During a break today I started reading the back of the 123 primer can.
It stated DO NOT use TSP. Is there some sort of chemical reaction that dictates not using TSP with 123? 
No biggy for me, I use Krud Kutter because it leaves no residue.
Sage


----------



## paintpimp (Jun 29, 2007)

Really? Never saw that before. I'll go double check the can. No reason I can think of. I'll call them and find out if time allows tomorrow.


----------



## Wolfgang (Nov 16, 2008)

KrudKutter doesn't leave a residue??? Have to disagree with that one.


----------



## plainpainter (Nov 6, 2007)

You read the back of a can? Who does that?


----------



## Different Strokes (Dec 8, 2010)

Tsp.. it's easy as 1. 2 . 3.
do re mi, tsp. 123 baby u and me girl.:no:


----------



## daArch (Mar 15, 2008)

Tri-sodium Phosphate has a very high pH. 

"The pH of a 1% solution is 12" (Wikipedia)

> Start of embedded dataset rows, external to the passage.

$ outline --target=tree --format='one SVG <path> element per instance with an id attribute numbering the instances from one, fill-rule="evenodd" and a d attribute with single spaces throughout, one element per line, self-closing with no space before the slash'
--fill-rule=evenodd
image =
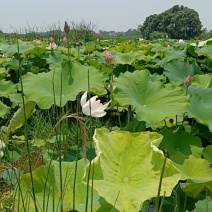
<path id="1" fill-rule="evenodd" d="M 190 39 L 199 36 L 201 28 L 199 14 L 195 10 L 176 5 L 159 15 L 148 16 L 137 30 L 146 39 L 150 39 L 155 31 L 174 39 Z"/>

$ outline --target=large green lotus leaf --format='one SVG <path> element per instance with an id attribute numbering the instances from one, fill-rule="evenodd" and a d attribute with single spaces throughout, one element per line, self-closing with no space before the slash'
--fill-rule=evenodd
<path id="1" fill-rule="evenodd" d="M 19 41 L 19 53 L 27 53 L 29 50 L 33 49 L 34 47 L 35 46 L 33 44 Z M 1 49 L 4 55 L 7 57 L 12 57 L 13 54 L 18 53 L 18 46 L 16 44 L 13 44 L 13 45 L 4 44 L 4 45 L 1 45 Z"/>
<path id="2" fill-rule="evenodd" d="M 212 145 L 208 145 L 202 151 L 205 159 L 207 159 L 212 164 Z"/>
<path id="3" fill-rule="evenodd" d="M 202 88 L 211 88 L 212 74 L 195 75 L 192 77 L 192 85 Z"/>
<path id="4" fill-rule="evenodd" d="M 212 59 L 212 47 L 211 46 L 203 46 L 202 48 L 198 48 L 196 50 L 198 56 L 206 56 Z"/>
<path id="5" fill-rule="evenodd" d="M 4 116 L 10 111 L 10 108 L 7 107 L 3 102 L 0 101 L 0 117 L 4 118 Z"/>
<path id="6" fill-rule="evenodd" d="M 188 88 L 188 93 L 191 96 L 195 96 L 197 94 L 201 97 L 201 100 L 203 100 L 205 103 L 207 103 L 208 105 L 212 104 L 212 88 L 190 86 Z"/>
<path id="7" fill-rule="evenodd" d="M 191 180 L 187 180 L 186 183 L 180 184 L 182 190 L 192 198 L 205 197 L 206 192 L 212 197 L 212 180 L 203 183 L 194 183 Z M 207 191 L 206 191 L 207 190 Z"/>
<path id="8" fill-rule="evenodd" d="M 9 94 L 17 93 L 15 84 L 11 81 L 0 80 L 0 96 L 9 97 Z"/>
<path id="9" fill-rule="evenodd" d="M 22 106 L 14 113 L 8 125 L 8 133 L 14 132 L 25 124 L 25 118 L 27 120 L 32 115 L 35 105 L 35 102 L 27 102 L 24 107 Z"/>
<path id="10" fill-rule="evenodd" d="M 109 132 L 106 128 L 95 130 L 96 158 L 93 182 L 90 184 L 108 203 L 119 211 L 139 211 L 145 200 L 157 196 L 164 156 L 157 146 L 162 135 L 155 132 Z M 86 166 L 86 183 L 89 166 Z M 161 196 L 170 196 L 180 174 L 167 159 Z"/>
<path id="11" fill-rule="evenodd" d="M 34 75 L 27 73 L 23 77 L 24 93 L 27 101 L 35 101 L 41 109 L 48 109 L 54 104 L 64 106 L 67 101 L 76 100 L 79 92 L 88 90 L 88 69 L 90 90 L 98 95 L 105 94 L 103 75 L 94 67 L 72 63 L 70 71 L 68 63 L 55 68 L 48 73 Z M 61 79 L 62 71 L 62 79 Z M 62 91 L 61 91 L 62 84 Z"/>
<path id="12" fill-rule="evenodd" d="M 161 66 L 162 68 L 172 60 L 179 60 L 183 61 L 186 58 L 186 48 L 183 50 L 173 51 L 173 49 L 166 49 L 165 50 L 166 56 L 157 63 L 157 65 Z"/>
<path id="13" fill-rule="evenodd" d="M 182 165 L 175 164 L 182 174 L 181 180 L 190 179 L 195 183 L 209 182 L 212 180 L 211 164 L 202 158 L 190 155 Z"/>
<path id="14" fill-rule="evenodd" d="M 188 75 L 193 76 L 193 65 L 186 61 L 173 60 L 164 65 L 165 71 L 163 72 L 170 81 L 184 82 Z"/>
<path id="15" fill-rule="evenodd" d="M 138 121 L 157 125 L 165 118 L 183 116 L 189 102 L 183 90 L 164 88 L 161 82 L 149 80 L 147 70 L 126 72 L 114 80 L 114 99 L 121 105 L 132 105 Z"/>
<path id="16" fill-rule="evenodd" d="M 86 189 L 87 186 L 82 183 L 84 167 L 88 162 L 85 159 L 78 161 L 78 169 L 76 174 L 76 194 L 75 209 L 85 211 Z M 63 188 L 63 209 L 73 209 L 73 186 L 76 162 L 62 162 L 62 188 Z M 32 172 L 36 203 L 38 211 L 60 211 L 61 207 L 61 191 L 60 191 L 60 166 L 59 162 L 52 162 L 51 166 L 41 166 Z M 22 195 L 23 199 L 20 198 Z M 110 211 L 112 206 L 102 201 L 99 202 L 99 195 L 93 192 L 93 211 Z M 30 174 L 23 175 L 19 186 L 16 186 L 15 208 L 18 211 L 35 211 L 32 199 L 31 178 Z M 102 206 L 101 206 L 102 205 Z M 90 211 L 90 195 L 88 210 Z M 25 209 L 25 210 L 24 210 Z M 104 211 L 104 210 L 103 210 Z"/>
<path id="17" fill-rule="evenodd" d="M 211 95 L 208 96 L 210 97 Z M 205 97 L 207 96 L 194 94 L 190 98 L 187 114 L 189 118 L 194 118 L 197 122 L 208 126 L 209 130 L 212 132 L 212 99 L 206 100 Z"/>
<path id="18" fill-rule="evenodd" d="M 189 155 L 191 155 L 192 148 L 191 146 L 197 146 L 199 147 L 199 151 L 201 155 L 202 152 L 202 142 L 201 139 L 197 136 L 193 136 L 190 133 L 178 130 L 177 132 L 173 132 L 168 129 L 164 129 L 161 131 L 161 134 L 163 135 L 163 140 L 160 144 L 161 149 L 166 149 L 169 153 L 169 156 L 171 157 L 173 154 L 175 154 L 177 151 L 179 151 L 182 155 L 182 159 L 185 157 L 188 158 Z M 174 162 L 182 161 L 180 154 L 178 153 L 178 157 L 173 160 Z M 177 161 L 176 161 L 177 159 Z"/>
<path id="19" fill-rule="evenodd" d="M 139 54 L 138 51 L 133 51 L 129 53 L 111 51 L 110 53 L 113 55 L 116 64 L 129 64 L 129 65 L 135 60 L 135 57 Z"/>
<path id="20" fill-rule="evenodd" d="M 209 212 L 212 211 L 212 200 L 210 199 L 205 199 L 205 200 L 200 200 L 196 204 L 195 212 Z"/>

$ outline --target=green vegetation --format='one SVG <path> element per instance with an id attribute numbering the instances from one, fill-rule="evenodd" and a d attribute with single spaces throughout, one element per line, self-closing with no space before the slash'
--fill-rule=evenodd
<path id="1" fill-rule="evenodd" d="M 84 24 L 1 35 L 0 211 L 211 211 L 211 39 Z"/>
<path id="2" fill-rule="evenodd" d="M 172 39 L 191 39 L 201 34 L 202 24 L 198 13 L 184 6 L 174 6 L 157 15 L 150 15 L 138 31 L 145 39 L 153 33 L 165 33 Z M 157 37 L 157 38 L 160 38 Z"/>

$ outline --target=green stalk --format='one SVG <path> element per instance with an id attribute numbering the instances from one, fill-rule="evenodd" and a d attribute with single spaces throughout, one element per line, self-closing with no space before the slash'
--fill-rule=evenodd
<path id="1" fill-rule="evenodd" d="M 154 212 L 158 212 L 158 209 L 159 209 L 160 191 L 161 191 L 161 186 L 162 186 L 162 181 L 163 181 L 163 174 L 164 174 L 164 171 L 165 171 L 165 165 L 166 165 L 166 160 L 167 160 L 167 151 L 166 150 L 165 150 L 164 156 L 165 156 L 165 159 L 164 159 L 164 163 L 163 163 L 162 170 L 161 170 L 159 186 L 158 186 L 158 194 L 157 194 L 157 198 L 156 198 L 156 204 L 155 204 Z"/>
<path id="2" fill-rule="evenodd" d="M 87 192 L 86 192 L 86 206 L 85 211 L 88 211 L 88 196 L 89 196 L 89 180 L 90 180 L 90 174 L 91 174 L 91 162 L 92 162 L 92 117 L 91 117 L 91 102 L 90 102 L 90 75 L 89 75 L 89 69 L 88 69 L 88 98 L 89 98 L 89 109 L 90 109 L 90 116 L 89 116 L 89 140 L 90 140 L 90 160 L 89 160 L 89 169 L 88 169 L 88 178 L 87 178 Z M 93 207 L 93 188 L 91 187 L 91 211 Z"/>
<path id="3" fill-rule="evenodd" d="M 77 96 L 77 114 L 79 113 L 79 96 Z M 75 161 L 75 172 L 74 172 L 74 185 L 73 185 L 73 210 L 75 210 L 75 195 L 76 195 L 76 180 L 77 180 L 77 168 L 78 168 L 78 154 L 79 154 L 79 122 L 77 120 L 77 155 Z"/>
<path id="4" fill-rule="evenodd" d="M 60 108 L 62 106 L 62 93 L 63 93 L 63 72 L 61 71 L 61 78 L 60 78 Z M 57 140 L 57 145 L 58 145 L 58 152 L 59 152 L 59 172 L 60 172 L 60 195 L 62 197 L 63 195 L 63 181 L 62 181 L 62 156 L 61 156 L 61 151 L 62 151 L 62 148 L 61 148 L 61 132 L 62 132 L 62 125 L 60 124 L 60 130 L 59 130 L 59 133 L 60 133 L 60 139 L 58 141 L 58 138 L 57 138 L 57 133 L 56 133 L 56 140 Z M 60 205 L 60 209 L 61 209 L 61 212 L 63 211 L 63 198 L 61 198 L 61 205 Z"/>
<path id="5" fill-rule="evenodd" d="M 34 190 L 34 180 L 32 176 L 32 165 L 30 160 L 30 146 L 29 146 L 29 140 L 28 140 L 28 133 L 27 133 L 27 118 L 26 118 L 26 107 L 25 107 L 25 100 L 24 100 L 24 86 L 22 81 L 22 73 L 21 73 L 21 61 L 20 61 L 20 49 L 19 49 L 19 42 L 17 39 L 17 47 L 18 47 L 18 74 L 20 78 L 20 84 L 21 84 L 21 98 L 23 103 L 23 110 L 24 110 L 24 136 L 26 141 L 26 147 L 27 147 L 27 155 L 29 159 L 29 171 L 30 171 L 30 179 L 31 179 L 31 186 L 32 186 L 32 198 L 35 206 L 35 211 L 38 211 L 37 203 L 36 203 L 36 196 L 35 196 L 35 190 Z"/>

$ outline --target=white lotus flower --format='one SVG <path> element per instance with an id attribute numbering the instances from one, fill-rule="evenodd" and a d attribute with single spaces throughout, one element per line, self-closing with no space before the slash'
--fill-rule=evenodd
<path id="1" fill-rule="evenodd" d="M 5 143 L 3 141 L 0 140 L 0 150 L 5 148 Z"/>
<path id="2" fill-rule="evenodd" d="M 52 42 L 49 44 L 48 47 L 46 47 L 47 49 L 51 50 L 51 49 L 56 49 L 57 48 L 57 44 L 55 42 Z"/>
<path id="3" fill-rule="evenodd" d="M 181 43 L 181 44 L 182 44 L 182 43 L 185 43 L 185 42 L 184 42 L 183 39 L 180 39 L 180 40 L 178 41 L 178 43 Z"/>
<path id="4" fill-rule="evenodd" d="M 93 96 L 90 98 L 90 100 L 86 101 L 87 95 L 88 92 L 86 91 L 81 97 L 80 104 L 82 106 L 82 112 L 86 116 L 92 116 L 95 118 L 105 116 L 106 112 L 104 110 L 107 108 L 111 101 L 103 105 L 99 99 L 97 100 L 98 96 Z"/>

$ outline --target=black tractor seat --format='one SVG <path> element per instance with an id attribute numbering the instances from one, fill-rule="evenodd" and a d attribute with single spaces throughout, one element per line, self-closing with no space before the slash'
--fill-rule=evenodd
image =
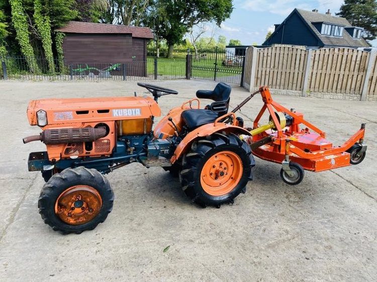
<path id="1" fill-rule="evenodd" d="M 214 101 L 206 109 L 193 109 L 184 111 L 181 114 L 189 129 L 191 130 L 198 126 L 213 122 L 228 112 L 232 87 L 224 82 L 218 83 L 213 90 L 198 90 L 197 97 L 210 99 Z"/>

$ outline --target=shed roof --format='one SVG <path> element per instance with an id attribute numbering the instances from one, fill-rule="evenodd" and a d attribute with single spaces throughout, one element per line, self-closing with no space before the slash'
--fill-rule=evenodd
<path id="1" fill-rule="evenodd" d="M 69 22 L 66 26 L 57 29 L 55 31 L 66 33 L 125 34 L 139 38 L 153 38 L 149 28 L 82 22 Z"/>
<path id="2" fill-rule="evenodd" d="M 359 39 L 353 38 L 345 30 L 343 32 L 342 37 L 322 35 L 313 24 L 313 23 L 323 22 L 344 27 L 350 27 L 351 24 L 345 18 L 301 9 L 296 10 L 324 45 L 357 47 L 369 47 L 369 45 L 364 39 L 362 38 Z"/>

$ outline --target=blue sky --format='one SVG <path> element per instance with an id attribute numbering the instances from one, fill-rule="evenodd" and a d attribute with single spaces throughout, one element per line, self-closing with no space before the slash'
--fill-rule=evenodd
<path id="1" fill-rule="evenodd" d="M 224 35 L 227 43 L 230 39 L 239 39 L 243 45 L 261 44 L 274 24 L 280 24 L 295 9 L 308 11 L 314 9 L 324 14 L 330 9 L 331 14 L 339 12 L 343 0 L 234 0 L 234 9 L 230 19 L 225 21 L 216 33 L 215 37 Z M 208 32 L 206 36 L 209 36 Z M 374 40 L 373 46 L 377 45 Z"/>

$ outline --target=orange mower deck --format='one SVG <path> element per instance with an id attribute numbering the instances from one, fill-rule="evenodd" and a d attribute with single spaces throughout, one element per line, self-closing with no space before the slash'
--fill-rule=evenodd
<path id="1" fill-rule="evenodd" d="M 285 162 L 294 162 L 306 170 L 318 172 L 349 166 L 351 154 L 347 151 L 355 144 L 359 145 L 361 152 L 365 152 L 366 146 L 362 145 L 365 124 L 342 146 L 334 146 L 325 138 L 325 133 L 305 120 L 302 113 L 294 109 L 290 110 L 273 101 L 268 87 L 261 87 L 257 92 L 260 92 L 264 105 L 250 131 L 253 144 L 260 145 L 253 149 L 254 156 L 283 163 L 283 166 Z M 258 122 L 266 110 L 270 114 L 270 125 L 260 126 Z M 288 121 L 281 122 L 276 111 L 288 117 L 289 124 L 285 126 Z M 302 128 L 301 125 L 303 125 Z M 263 126 L 269 129 L 258 131 Z M 263 144 L 263 140 L 267 140 L 266 144 Z"/>

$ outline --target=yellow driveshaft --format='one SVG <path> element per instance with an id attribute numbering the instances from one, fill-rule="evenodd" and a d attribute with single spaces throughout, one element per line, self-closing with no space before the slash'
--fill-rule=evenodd
<path id="1" fill-rule="evenodd" d="M 282 128 L 285 127 L 287 124 L 287 119 L 286 118 L 286 116 L 284 115 L 284 113 L 278 111 L 275 112 L 275 114 L 276 115 L 276 117 L 277 117 L 277 119 L 280 123 L 280 127 Z M 270 129 L 276 130 L 276 127 L 275 125 L 275 123 L 272 120 L 272 117 L 270 116 L 269 121 L 268 121 L 268 123 L 264 124 L 252 130 L 250 130 L 250 133 L 251 134 L 251 136 L 255 136 L 262 133 L 262 132 Z"/>

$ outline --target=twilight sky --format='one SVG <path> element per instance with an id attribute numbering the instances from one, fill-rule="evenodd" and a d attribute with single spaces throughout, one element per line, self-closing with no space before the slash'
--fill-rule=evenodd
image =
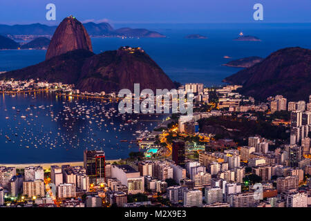
<path id="1" fill-rule="evenodd" d="M 46 6 L 56 5 L 56 21 Z M 0 0 L 0 23 L 54 25 L 69 15 L 79 20 L 133 23 L 249 23 L 263 5 L 263 22 L 311 22 L 311 0 Z"/>

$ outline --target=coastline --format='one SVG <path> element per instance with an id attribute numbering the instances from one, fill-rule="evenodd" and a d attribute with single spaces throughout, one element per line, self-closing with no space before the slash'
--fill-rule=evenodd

Even being a waterborne, 1.2.3 can not handle that kind of alkalinity.


----------



## jsheridan (Mar 12, 2011)

I have the answer, right from Zinsser, I called them. I noticed that also and posted at DIYchatroom. I read it as well and had never seen it before, and it's a new warning. You can use it. They say that because, apparently, the people who don't sand before painting also don't rinse after washing. If you don't rinse it leaves a residue which causes primer failure. I saw it on BIN, but I guess it's on all the labels. As long as you rinse, you're fine.


----------



## AbsolutePainting (Feb 9, 2011)

I've read technical data sheets on many Zinsser primers and it seams like "boiler plate" verbiage. I will buy in to ph argument, though. Alkalinity is what makes tsp an effective cleaner/ soap. I'm curious to know if it would still pose a problem on exterior applications when you can typically rise thoroughly.


----------



## BrushJockey (Mar 15, 2009)

Is that true of the TSP subs also?


----------



## jsheridan (Mar 12, 2011)

I wouldn't trust any detergent that says no rinsing required.


----------



## daArch (Mar 15, 2008)

According further to Wikipedia:



> TSP breaks the gloss of oil based paints and opens the pores of latex based paint providing a surface better suited for the adhesion of the subsequent layer of paint


This does sounds like a plus, but imagine if it were not THOROUGHLY rinsed off

Remember, instructions on the outside of a container are written for the LCD (Lowest Common Denominator). How can the big Z expect Suzie and Harry to know what "RINSE THOROUGHLY" means.

What is the best method to test for any residue? A bare hand wipe? I don't know. 

So they play it safe and state not to use TSP. Too many court cases prolly brought about the wording.


----------



## dvp (Jun 21, 2010)

coverstain also says not to use tsp. i been using krud kutter anyways also.


----------



## daArch (Mar 15, 2008)

FWIW, I have generally usually always use ammonia - NON sudsy.

It also has moderately high pH but it does not leave residue if not rinsed thoroughly. 

Just don't mix it with Chlorine bleach, unless you're thinking of retiring from this life.


----------



## chrisn (Jul 15, 2007)

daArch said:


> According further to Wikipedia:
> 
> 
> 
> ...


 I am betting neither one reads the can:blink:


----------



## sage (Apr 29, 2007)

plainpainter said:


> You read the back of a can? Who does that?


Every now and then I pick up a can and read it.
You never know when you might learn something new.........as in this case.


Been trying to find proof of the "no residue" for Krud Kutter, haven't found anything that says it does or doesn't.
So it may be best to assume it does and rinse accordingly.

Sage


----------



## Wolfgang (Nov 16, 2008)

Sage, it all depends on the strength you use with the KrudKutter. A good habit is to rinse anytime you use any sort of cleaner. Why set yourself up for a potential problem?


----------